Stress-balls, psychotherapy, yoga, counting to ten, twenty, ninety seven – even if it’s in French, and you’re trying to pronounce all the four words of “quartre vingt dix-sept” correctly and in that order – are all shams. They are all machinations of some greater force that is trying to fit civility in a domestic environment involving children (see? another strong reason to use protection) and enforce politesse at corporate offices where they have bugs fixed everyfreakingwhere, so you can’t even swear in private.

So, tonight, while you’re working your 3758943rd gratis overtime, just double check the softboard pins, BEFORE you verbally wish upon your boss and his kin, very unpleasant things.

But speaking of the power of the native no-no-not-mentionables.

The Colonizer was right in stereotyping us as mysterious and exotic. There is no sound explanation for, or logic to, the profound release one feels while launching an assault on another’s ancestry, or likening another to strands of hair. Especially in Kannada and Tamil. Hindi is a distant third, but that language is rich and verdant with abominations directed to female relatives. Not exactly my style.

It is incredible that every culture has many, many synonyms for bovine refuse. I suppose that comes from the fact that it is a very popular fuel (no jokes on gas will be entertained). Especially in areas where the idea of titillation involves a village belle in a startlingly revealing choli, with very supple legs, patting cakes of the said fuel – fresh from factory, full lips red from chewing pan.

Oh, don’t forget the inverted mathematical “therefore” symbol (or the “since” symbol) on her chin.

Also note, if any native language is alien to you, you will find that the most polite sounding words are surprisingly strong in offensive flavour. I have noticed this with Malayalam and Bengali, where everything sounds so musical that it really is hard to know which bug in what part of anatomy the speaker has gleefully and straight-facedly named me.

And the harder a very bad word is to pronounce, the more joyful it is to expel! Twofold, double-bubble! Achievement while you dismiss somebody. Like the ego-trip that your boss has on a daily basis. Case in point, the Tamil alphabet “zh”.

What takes the cake – not necessarily associated with the cake mentioned earlier in this post – is the expression on a comprehending listener’s face. The reactions to my generosities are particularly entertaining, especially because they are delivered at at least two octaves higher than the average person expected to say them, and, well, I have a nose-stud.

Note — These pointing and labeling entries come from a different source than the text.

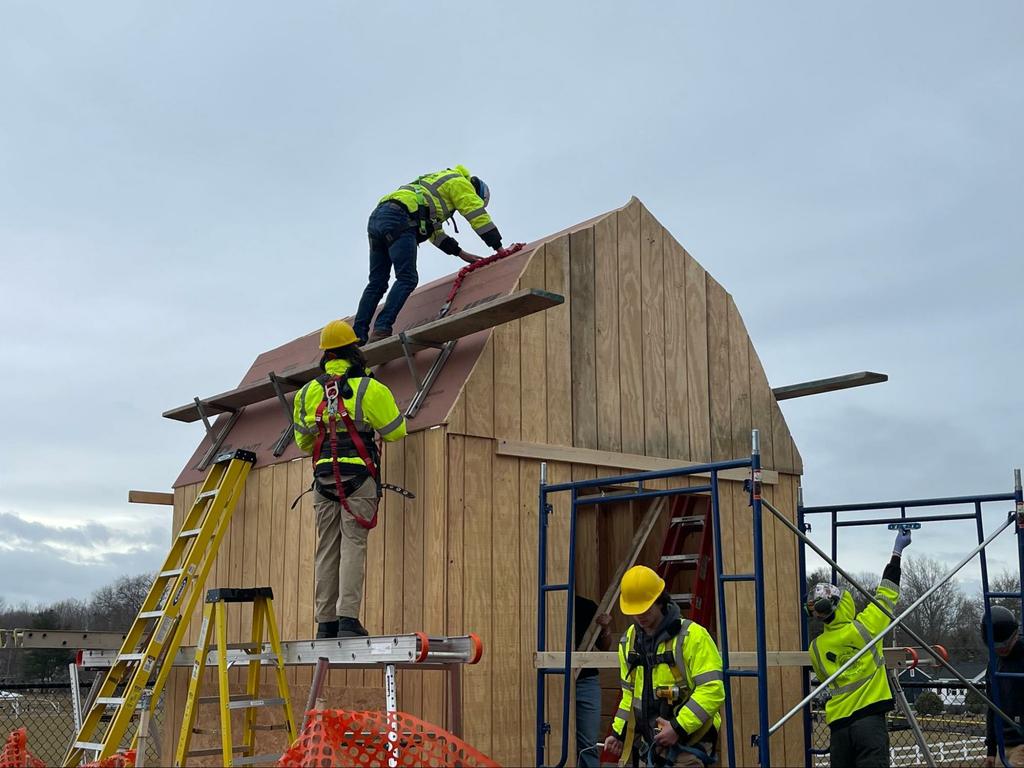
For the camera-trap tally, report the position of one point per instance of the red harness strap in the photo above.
(336, 411)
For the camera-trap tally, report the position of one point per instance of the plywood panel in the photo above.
(434, 561)
(534, 357)
(676, 387)
(506, 701)
(558, 370)
(479, 607)
(630, 330)
(606, 333)
(583, 338)
(652, 323)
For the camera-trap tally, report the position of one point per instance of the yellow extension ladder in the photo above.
(214, 630)
(147, 652)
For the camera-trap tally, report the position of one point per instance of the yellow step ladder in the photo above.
(145, 656)
(254, 654)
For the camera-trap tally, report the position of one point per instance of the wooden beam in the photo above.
(828, 385)
(617, 461)
(151, 497)
(466, 323)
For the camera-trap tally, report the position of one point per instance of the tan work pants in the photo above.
(341, 551)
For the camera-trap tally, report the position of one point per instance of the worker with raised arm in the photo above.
(860, 696)
(1010, 657)
(413, 214)
(672, 681)
(336, 418)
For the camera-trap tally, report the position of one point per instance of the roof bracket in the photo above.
(216, 438)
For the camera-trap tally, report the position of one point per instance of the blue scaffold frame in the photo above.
(975, 502)
(753, 463)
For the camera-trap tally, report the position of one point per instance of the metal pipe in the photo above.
(896, 621)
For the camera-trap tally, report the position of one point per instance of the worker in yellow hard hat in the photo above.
(336, 418)
(410, 215)
(672, 680)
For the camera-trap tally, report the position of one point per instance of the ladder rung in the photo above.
(681, 558)
(256, 760)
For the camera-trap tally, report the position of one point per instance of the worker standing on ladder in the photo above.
(860, 696)
(335, 418)
(404, 218)
(1010, 657)
(672, 681)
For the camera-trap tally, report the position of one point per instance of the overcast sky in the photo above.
(183, 185)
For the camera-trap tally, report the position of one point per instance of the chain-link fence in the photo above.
(46, 712)
(952, 728)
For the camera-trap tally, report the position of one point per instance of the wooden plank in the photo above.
(697, 389)
(529, 480)
(479, 393)
(506, 702)
(608, 459)
(652, 323)
(534, 358)
(506, 395)
(480, 317)
(630, 330)
(151, 497)
(558, 369)
(478, 607)
(583, 338)
(833, 384)
(411, 687)
(676, 387)
(606, 333)
(435, 564)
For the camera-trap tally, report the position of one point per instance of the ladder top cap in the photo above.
(246, 456)
(233, 595)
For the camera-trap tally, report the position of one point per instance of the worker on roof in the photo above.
(672, 681)
(335, 418)
(404, 218)
(860, 696)
(1009, 658)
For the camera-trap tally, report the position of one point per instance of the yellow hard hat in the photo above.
(640, 589)
(337, 334)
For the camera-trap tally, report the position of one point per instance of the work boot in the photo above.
(327, 630)
(350, 628)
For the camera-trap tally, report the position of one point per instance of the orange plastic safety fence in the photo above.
(15, 752)
(120, 760)
(371, 739)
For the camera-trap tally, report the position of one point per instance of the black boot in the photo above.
(350, 628)
(326, 630)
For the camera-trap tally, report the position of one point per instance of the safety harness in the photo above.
(334, 406)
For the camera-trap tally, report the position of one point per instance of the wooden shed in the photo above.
(646, 364)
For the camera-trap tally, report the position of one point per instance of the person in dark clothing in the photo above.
(860, 696)
(588, 687)
(1010, 652)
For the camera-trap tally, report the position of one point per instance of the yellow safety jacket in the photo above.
(687, 659)
(371, 406)
(434, 198)
(864, 684)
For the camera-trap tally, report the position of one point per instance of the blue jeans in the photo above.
(588, 721)
(392, 243)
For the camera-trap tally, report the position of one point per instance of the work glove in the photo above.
(902, 541)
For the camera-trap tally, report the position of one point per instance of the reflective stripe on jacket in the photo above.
(444, 193)
(864, 683)
(372, 407)
(688, 659)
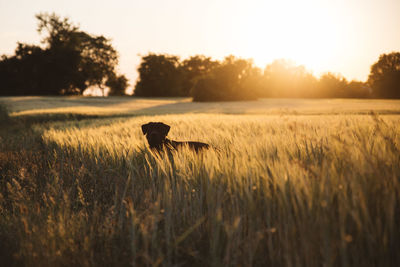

I have earned a variety of monikers for the liberal practice of this school of stress-relief. Right from gutter-mouth to underwear-mouth (this one comes with a Kannada subtitle, roughly translating to, “open it and only dirty things come out”).

But this is not to reduce the effectiveness of the English tongue. Four letters have their own very important usages – given it is essentially what makes up an entire genre of music called Hip Hop. But now, we live in a global village, where all things Indian are being sold at five times what it costs on MG Road, and ten times what it costs on Linking Road. Globalization has the world turning to India for answers.

Are we ready?
Of course we are. I’m in charge of printing that lexicon.